When complete, the new facility will increase childcare availability by 57%, grow by 27% the number of homeless women to be served, boost the capacity of economic mobility services by 65%, and provide to clients and the surrounding community a suite of behavioral health services currently unavailable. 52 new jobs will result, and 119 jobs will be relocated to the new campus.

University Charter School

May 8, 2023 by

University Charter School (“UCS”) is a non-profit charter school that first received charter authorization from the Alabama Public Charter School Commission on 10/26/17, serving PreK-8th grade.  UCS has a place-based and STREAM (Science, Technology, Reading, Engineering, the Arts and Math) curriculum with an emphasis on college and career readiness, community partnership, and technology integration to provide a balanced learning environment. 

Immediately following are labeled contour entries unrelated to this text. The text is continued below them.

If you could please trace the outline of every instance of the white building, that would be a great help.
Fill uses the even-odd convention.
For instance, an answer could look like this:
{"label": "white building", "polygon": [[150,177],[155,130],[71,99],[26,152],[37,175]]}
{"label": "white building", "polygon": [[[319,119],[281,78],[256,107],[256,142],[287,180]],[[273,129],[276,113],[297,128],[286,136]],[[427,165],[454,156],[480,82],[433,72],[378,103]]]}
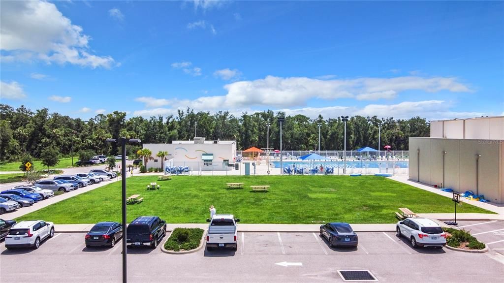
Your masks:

The school currently operates out of a building on the University of West Alabama campus that it shares with the Department of Education.  UWA College of Education undergraduates routinely participate in the UCS K-12 in-class curriculum, providing UCS teachers with unparalleled professional development opportunities.  Furthermore, UCS 9-11th grade students earn Dual Enrollment (DE) credits by taking UWA courses, earning up to 40-48 college credits prior to their high school graduation.  UCS students pay half the UWA tuition for the DE classes, and so far, UCS has been able to offer scholarships for most of its students to cover these costs. 

As UCS’ enrollment has grown, however, the shared building space has become increasingly insufficient for the Charter’s needs.  Additionally, the University desperately needs UCS to expand to offer a full PreK-12 curriculum so it can attract and retain strong professorial candidates, who view strong, local K-12 schools as a necessity when considering relocation. 

In April of 2023, in partnership with Empowerment Reinvestment Fund, National Community Fund, United Bank, and PNC Bank, Crescent closed on a $31.9M Federal NMTC financing to construct a new 70,000 SF school facility that will provide adequate space for the Charter to grow into a full PreK-12th grade enrollment.  The new facility will allow UCS to increase its enrollment from 578 to 700, and provide 20 general instruction classrooms, office/meeting space, a cafeteria with a Farm-to Table Educational Garden, and a gymnasium/auditorium. 

The building design includes multiple elective and lab spaces that can house fine arts, visual arts, computer and health sciences, foreign languages career training education, literacy STREAM and various support labs for core curriculum coursework.  A special needs classroom and related support spaces are also included in the design.  Finally, the newly-constructed school will also offer students a full-size gymnasium that can be converted into an auditorium, as well as locker and storage room areas, and weight room. 

UCS’ enrollment is 51.9% minority, and 52.8% eligible for free or reduced lunch, and the school will be the only PreK-12 school in the area.  Furthermore, the University of West Alabama relies heavily on UCS as a vital cog in its efforts to attract top-notch professorial candidates to Livingston. 

The new school facility is expected to increase total FTE’s by 20-40 over the 7-year compliance period.  This NMTC subsidy will provide UCS with the additional equity necessary to build up to 6 additional classrooms, which would allow the entire enrollment to fit in the new facility.  As currently designed, the new school building could hold grades 4-12 only.